NEHI gave the example of a provider who has a pregnant patient who also is getting treatment for an opioid problem. During the same visit, her information must be entered separately into 2 different systems, creating a more complex workflow for the provider. “That just doesn’t make any sense,” said Dentzer.
Any efforts that involve the increased collection of patient data with the aim to improve their care may run into some resistance, and Van Antwerp said it is not an easy topic to discuss but one that has to happen. Patients need to know that the collection of data “offers value to them and not just to somebody else,” he said, and for a clinical purpose to better understand risk.

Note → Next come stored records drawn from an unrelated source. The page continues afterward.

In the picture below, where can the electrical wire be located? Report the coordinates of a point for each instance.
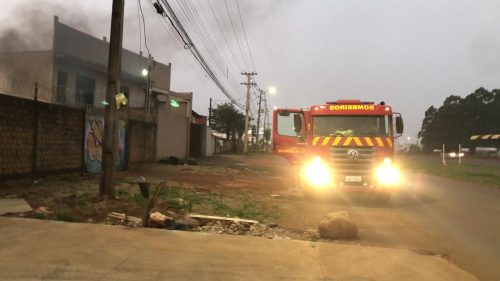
(244, 32)
(236, 36)
(196, 53)
(144, 28)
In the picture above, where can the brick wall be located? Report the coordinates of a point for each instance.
(60, 138)
(54, 136)
(16, 135)
(141, 141)
(50, 133)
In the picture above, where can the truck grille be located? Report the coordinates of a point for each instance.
(344, 166)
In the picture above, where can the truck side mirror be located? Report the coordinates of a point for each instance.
(297, 123)
(284, 113)
(399, 125)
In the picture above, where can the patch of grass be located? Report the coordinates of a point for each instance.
(76, 200)
(66, 217)
(40, 216)
(182, 199)
(477, 173)
(137, 198)
(246, 209)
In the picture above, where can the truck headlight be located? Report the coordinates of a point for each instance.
(387, 174)
(317, 172)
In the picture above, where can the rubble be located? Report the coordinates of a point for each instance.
(337, 225)
(252, 229)
(123, 219)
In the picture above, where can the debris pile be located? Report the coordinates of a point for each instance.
(213, 224)
(337, 225)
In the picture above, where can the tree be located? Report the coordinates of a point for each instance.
(228, 120)
(458, 118)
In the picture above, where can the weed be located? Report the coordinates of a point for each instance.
(467, 172)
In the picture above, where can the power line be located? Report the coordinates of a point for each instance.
(223, 34)
(204, 37)
(236, 36)
(144, 27)
(193, 49)
(244, 32)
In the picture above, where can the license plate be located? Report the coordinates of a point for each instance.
(353, 178)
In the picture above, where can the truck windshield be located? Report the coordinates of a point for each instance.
(351, 126)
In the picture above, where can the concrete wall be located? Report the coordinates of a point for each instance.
(73, 45)
(208, 142)
(20, 70)
(73, 69)
(173, 127)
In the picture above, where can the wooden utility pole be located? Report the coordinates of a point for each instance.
(109, 153)
(258, 116)
(247, 108)
(210, 113)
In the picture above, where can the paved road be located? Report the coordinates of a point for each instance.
(49, 250)
(458, 220)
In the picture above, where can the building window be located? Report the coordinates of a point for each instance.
(62, 86)
(125, 90)
(84, 90)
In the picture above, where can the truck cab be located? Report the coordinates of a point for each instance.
(345, 145)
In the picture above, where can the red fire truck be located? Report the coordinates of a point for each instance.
(346, 145)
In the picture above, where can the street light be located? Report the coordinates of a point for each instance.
(271, 90)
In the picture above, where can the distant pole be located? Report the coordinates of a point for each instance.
(444, 157)
(459, 153)
(210, 113)
(148, 90)
(247, 108)
(258, 116)
(109, 153)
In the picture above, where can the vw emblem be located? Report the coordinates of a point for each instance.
(352, 154)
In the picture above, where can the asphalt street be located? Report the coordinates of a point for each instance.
(429, 215)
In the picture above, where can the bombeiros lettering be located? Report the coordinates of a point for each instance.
(351, 107)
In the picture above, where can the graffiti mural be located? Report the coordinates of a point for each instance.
(94, 136)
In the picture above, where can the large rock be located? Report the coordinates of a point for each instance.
(337, 225)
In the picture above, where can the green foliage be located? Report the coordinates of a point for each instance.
(66, 217)
(483, 174)
(458, 118)
(267, 135)
(227, 119)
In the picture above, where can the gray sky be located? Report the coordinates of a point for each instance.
(411, 54)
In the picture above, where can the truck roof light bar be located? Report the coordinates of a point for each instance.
(349, 102)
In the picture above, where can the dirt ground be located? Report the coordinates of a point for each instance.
(227, 185)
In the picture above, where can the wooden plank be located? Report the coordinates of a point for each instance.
(123, 216)
(203, 217)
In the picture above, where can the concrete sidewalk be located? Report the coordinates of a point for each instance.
(50, 250)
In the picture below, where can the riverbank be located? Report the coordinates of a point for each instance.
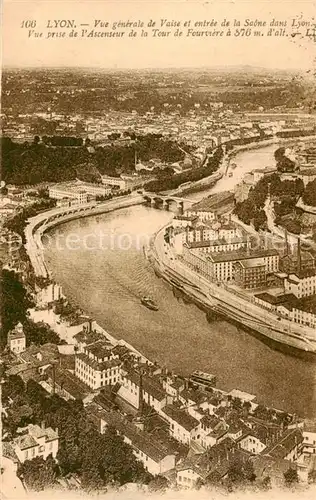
(38, 225)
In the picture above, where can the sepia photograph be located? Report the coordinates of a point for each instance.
(158, 249)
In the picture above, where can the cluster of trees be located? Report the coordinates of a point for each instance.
(284, 164)
(309, 195)
(286, 194)
(61, 141)
(251, 210)
(17, 223)
(29, 164)
(14, 305)
(192, 175)
(98, 459)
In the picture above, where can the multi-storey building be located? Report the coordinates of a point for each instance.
(70, 191)
(38, 442)
(301, 284)
(250, 273)
(97, 365)
(136, 389)
(78, 190)
(17, 339)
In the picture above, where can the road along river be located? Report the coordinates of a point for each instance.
(108, 281)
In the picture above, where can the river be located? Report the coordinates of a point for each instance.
(108, 280)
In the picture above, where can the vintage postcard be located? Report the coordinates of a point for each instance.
(158, 249)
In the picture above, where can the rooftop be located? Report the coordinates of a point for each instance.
(99, 366)
(150, 385)
(290, 439)
(241, 255)
(141, 440)
(181, 417)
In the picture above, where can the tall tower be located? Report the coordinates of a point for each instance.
(140, 398)
(286, 243)
(299, 257)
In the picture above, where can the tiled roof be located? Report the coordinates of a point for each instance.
(285, 445)
(25, 442)
(37, 432)
(234, 256)
(181, 417)
(150, 385)
(141, 440)
(103, 366)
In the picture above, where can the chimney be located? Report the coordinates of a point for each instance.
(299, 263)
(140, 396)
(286, 243)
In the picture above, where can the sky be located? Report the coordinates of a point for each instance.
(270, 52)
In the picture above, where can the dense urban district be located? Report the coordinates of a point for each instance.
(84, 410)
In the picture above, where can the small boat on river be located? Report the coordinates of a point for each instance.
(149, 303)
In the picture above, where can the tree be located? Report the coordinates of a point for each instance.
(38, 474)
(159, 483)
(14, 304)
(40, 333)
(312, 476)
(291, 477)
(241, 471)
(266, 483)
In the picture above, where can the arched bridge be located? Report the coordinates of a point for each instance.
(167, 201)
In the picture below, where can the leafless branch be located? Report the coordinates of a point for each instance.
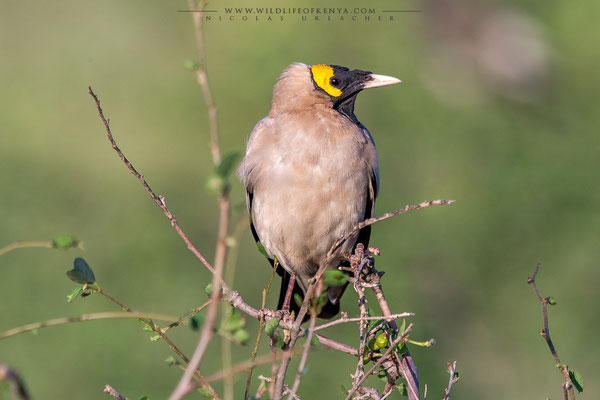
(390, 214)
(224, 212)
(25, 244)
(451, 381)
(159, 200)
(344, 320)
(545, 333)
(286, 387)
(302, 364)
(202, 77)
(15, 381)
(81, 318)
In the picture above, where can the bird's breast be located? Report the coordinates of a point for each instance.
(312, 188)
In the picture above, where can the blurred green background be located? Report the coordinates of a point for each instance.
(497, 109)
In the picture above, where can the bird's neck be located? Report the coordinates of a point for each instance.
(346, 108)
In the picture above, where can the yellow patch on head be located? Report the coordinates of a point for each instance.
(322, 74)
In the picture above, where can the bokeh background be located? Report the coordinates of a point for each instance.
(497, 110)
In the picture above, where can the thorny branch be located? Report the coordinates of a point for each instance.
(545, 333)
(224, 213)
(220, 288)
(451, 381)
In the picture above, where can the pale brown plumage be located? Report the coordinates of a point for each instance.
(311, 173)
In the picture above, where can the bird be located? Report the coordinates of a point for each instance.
(311, 174)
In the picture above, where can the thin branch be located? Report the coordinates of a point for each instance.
(14, 379)
(202, 77)
(261, 328)
(344, 320)
(159, 200)
(390, 214)
(224, 215)
(186, 316)
(304, 358)
(286, 387)
(314, 288)
(23, 244)
(408, 367)
(113, 392)
(451, 381)
(545, 333)
(81, 318)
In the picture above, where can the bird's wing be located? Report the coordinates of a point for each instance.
(245, 173)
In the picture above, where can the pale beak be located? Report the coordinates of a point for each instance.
(374, 80)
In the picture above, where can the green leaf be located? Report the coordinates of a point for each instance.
(314, 341)
(403, 326)
(402, 389)
(196, 322)
(64, 242)
(382, 375)
(205, 393)
(74, 294)
(233, 323)
(381, 341)
(227, 163)
(577, 380)
(271, 326)
(334, 277)
(241, 336)
(375, 322)
(170, 361)
(81, 273)
(321, 302)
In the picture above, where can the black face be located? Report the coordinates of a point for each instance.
(350, 83)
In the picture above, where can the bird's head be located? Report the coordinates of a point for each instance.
(342, 85)
(328, 84)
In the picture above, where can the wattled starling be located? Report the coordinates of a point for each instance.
(311, 173)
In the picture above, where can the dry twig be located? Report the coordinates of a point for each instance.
(451, 381)
(15, 381)
(545, 332)
(114, 393)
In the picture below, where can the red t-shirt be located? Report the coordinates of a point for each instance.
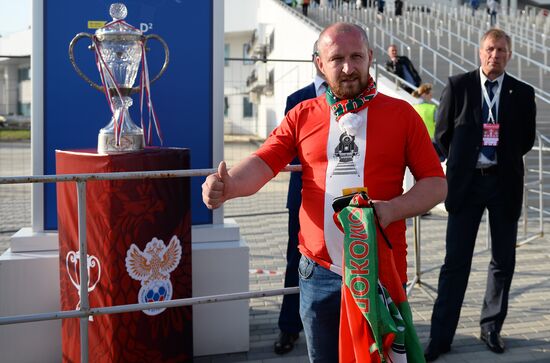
(392, 138)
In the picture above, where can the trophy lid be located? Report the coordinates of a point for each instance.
(118, 27)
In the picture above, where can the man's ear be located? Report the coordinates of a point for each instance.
(319, 64)
(370, 57)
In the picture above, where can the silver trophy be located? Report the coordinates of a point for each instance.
(119, 50)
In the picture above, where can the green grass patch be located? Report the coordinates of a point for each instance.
(11, 135)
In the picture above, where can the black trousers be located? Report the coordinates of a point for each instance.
(462, 228)
(289, 317)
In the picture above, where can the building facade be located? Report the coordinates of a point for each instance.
(15, 82)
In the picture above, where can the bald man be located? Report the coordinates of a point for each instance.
(352, 136)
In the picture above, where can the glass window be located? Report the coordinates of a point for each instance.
(23, 74)
(226, 50)
(23, 109)
(247, 107)
(225, 106)
(246, 57)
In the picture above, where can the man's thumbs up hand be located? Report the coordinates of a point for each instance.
(213, 188)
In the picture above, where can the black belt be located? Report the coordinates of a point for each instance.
(491, 170)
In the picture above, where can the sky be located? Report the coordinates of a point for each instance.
(15, 15)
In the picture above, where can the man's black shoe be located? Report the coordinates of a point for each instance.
(493, 340)
(285, 342)
(433, 351)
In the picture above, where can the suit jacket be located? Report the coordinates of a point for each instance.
(459, 128)
(294, 197)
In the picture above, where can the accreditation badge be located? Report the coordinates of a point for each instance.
(490, 134)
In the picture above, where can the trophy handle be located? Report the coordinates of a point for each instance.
(73, 62)
(166, 58)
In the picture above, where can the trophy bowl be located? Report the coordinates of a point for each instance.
(120, 49)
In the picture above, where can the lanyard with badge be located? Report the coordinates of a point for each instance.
(490, 126)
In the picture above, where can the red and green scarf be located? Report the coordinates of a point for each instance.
(375, 317)
(341, 107)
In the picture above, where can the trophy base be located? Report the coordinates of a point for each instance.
(106, 143)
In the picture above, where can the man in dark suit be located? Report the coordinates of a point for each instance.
(290, 323)
(402, 67)
(486, 124)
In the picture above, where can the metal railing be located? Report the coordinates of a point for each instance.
(85, 311)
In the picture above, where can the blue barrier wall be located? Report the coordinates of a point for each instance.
(74, 112)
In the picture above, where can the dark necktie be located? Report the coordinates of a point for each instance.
(489, 151)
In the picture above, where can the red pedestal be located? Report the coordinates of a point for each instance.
(139, 250)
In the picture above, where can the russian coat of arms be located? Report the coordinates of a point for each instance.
(152, 267)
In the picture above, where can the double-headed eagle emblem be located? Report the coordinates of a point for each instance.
(152, 267)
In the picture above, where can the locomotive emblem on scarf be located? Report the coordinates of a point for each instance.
(72, 263)
(152, 267)
(345, 152)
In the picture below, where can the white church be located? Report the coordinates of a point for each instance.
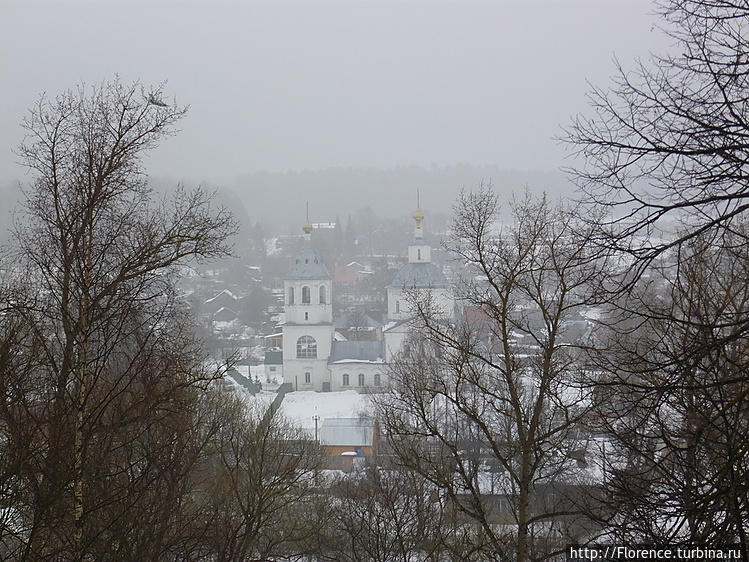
(318, 357)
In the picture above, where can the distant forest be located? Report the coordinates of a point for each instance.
(278, 200)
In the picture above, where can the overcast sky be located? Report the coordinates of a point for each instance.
(295, 85)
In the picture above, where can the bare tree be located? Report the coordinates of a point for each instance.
(674, 398)
(260, 484)
(670, 140)
(109, 349)
(488, 408)
(383, 513)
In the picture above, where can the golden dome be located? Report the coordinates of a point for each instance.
(418, 216)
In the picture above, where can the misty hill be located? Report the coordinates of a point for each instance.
(279, 199)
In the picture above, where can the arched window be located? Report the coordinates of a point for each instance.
(306, 348)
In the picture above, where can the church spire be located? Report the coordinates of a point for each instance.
(419, 218)
(307, 227)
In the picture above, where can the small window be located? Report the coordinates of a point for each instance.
(306, 348)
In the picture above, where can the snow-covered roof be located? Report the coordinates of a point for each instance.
(349, 432)
(345, 351)
(419, 276)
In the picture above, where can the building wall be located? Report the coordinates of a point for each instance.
(353, 370)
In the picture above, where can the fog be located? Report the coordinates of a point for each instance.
(291, 89)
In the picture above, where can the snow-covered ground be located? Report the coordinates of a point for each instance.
(300, 408)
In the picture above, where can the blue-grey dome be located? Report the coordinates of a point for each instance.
(308, 265)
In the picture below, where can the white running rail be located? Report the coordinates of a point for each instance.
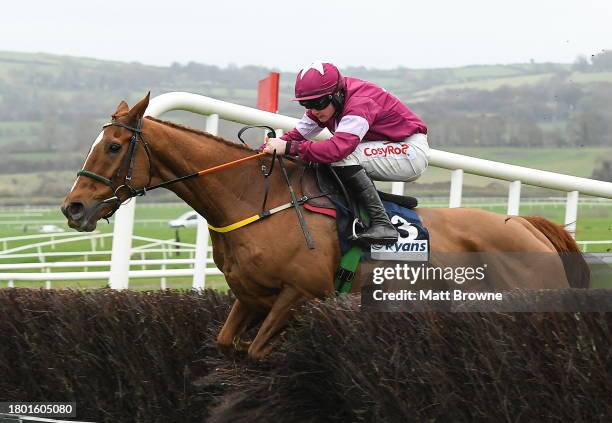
(458, 164)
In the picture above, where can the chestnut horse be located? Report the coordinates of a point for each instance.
(267, 264)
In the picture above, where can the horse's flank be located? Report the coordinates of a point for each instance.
(267, 264)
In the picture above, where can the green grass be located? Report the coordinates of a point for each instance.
(485, 84)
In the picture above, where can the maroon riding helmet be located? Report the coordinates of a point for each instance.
(317, 80)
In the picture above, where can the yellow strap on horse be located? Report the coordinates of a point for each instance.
(248, 220)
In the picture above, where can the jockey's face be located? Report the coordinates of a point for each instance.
(325, 114)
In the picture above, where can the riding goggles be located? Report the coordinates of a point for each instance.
(317, 103)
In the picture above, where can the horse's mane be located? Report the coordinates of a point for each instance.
(198, 132)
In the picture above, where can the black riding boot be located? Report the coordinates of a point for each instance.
(381, 231)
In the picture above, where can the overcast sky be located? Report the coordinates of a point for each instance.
(288, 34)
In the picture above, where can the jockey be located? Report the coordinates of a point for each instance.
(375, 136)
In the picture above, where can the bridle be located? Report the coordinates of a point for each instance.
(136, 192)
(127, 179)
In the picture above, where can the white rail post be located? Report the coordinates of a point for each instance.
(514, 198)
(199, 267)
(397, 188)
(122, 245)
(456, 188)
(571, 212)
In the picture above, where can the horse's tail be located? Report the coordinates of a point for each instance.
(576, 269)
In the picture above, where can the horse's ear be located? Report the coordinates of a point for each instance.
(122, 110)
(138, 110)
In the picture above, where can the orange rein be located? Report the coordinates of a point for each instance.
(229, 164)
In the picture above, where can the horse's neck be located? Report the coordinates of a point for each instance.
(222, 197)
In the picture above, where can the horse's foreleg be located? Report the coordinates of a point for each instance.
(239, 320)
(275, 321)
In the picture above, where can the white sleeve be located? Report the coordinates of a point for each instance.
(307, 127)
(353, 124)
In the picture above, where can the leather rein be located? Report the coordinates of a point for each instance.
(132, 192)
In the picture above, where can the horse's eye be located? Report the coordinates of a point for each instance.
(114, 148)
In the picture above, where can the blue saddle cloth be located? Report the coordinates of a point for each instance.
(413, 242)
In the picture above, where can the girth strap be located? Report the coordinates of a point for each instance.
(255, 218)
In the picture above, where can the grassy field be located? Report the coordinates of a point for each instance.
(594, 223)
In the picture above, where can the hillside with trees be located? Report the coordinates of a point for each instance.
(52, 107)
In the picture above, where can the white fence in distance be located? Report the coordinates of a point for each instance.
(120, 273)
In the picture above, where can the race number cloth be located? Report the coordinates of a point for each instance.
(412, 245)
(413, 241)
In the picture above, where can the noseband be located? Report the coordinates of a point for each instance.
(127, 179)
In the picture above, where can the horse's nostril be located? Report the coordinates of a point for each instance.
(74, 210)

1. Preston B, Van Antwerp G, Korba C. Strategies for addressing the opioid epidemic. Deloitte Center for Health Solutions. May 18, 2018. www.deloitte.com/insights/us/en/industry/health-care/strategies-health-plans-pbms-to-stem-opioid-crisis-with-data-technology.html. Accessed May 31, 2018.
2. Addressing data and information gaps contributing to opioid use disorder. Network for Excellence in Health Innovation. May 23, 2018. www.nehi.net/publications/80-addressing-data-and-information-gaps-contributing-to-opioid-use-disorder/view. Accessed May 31, 2018.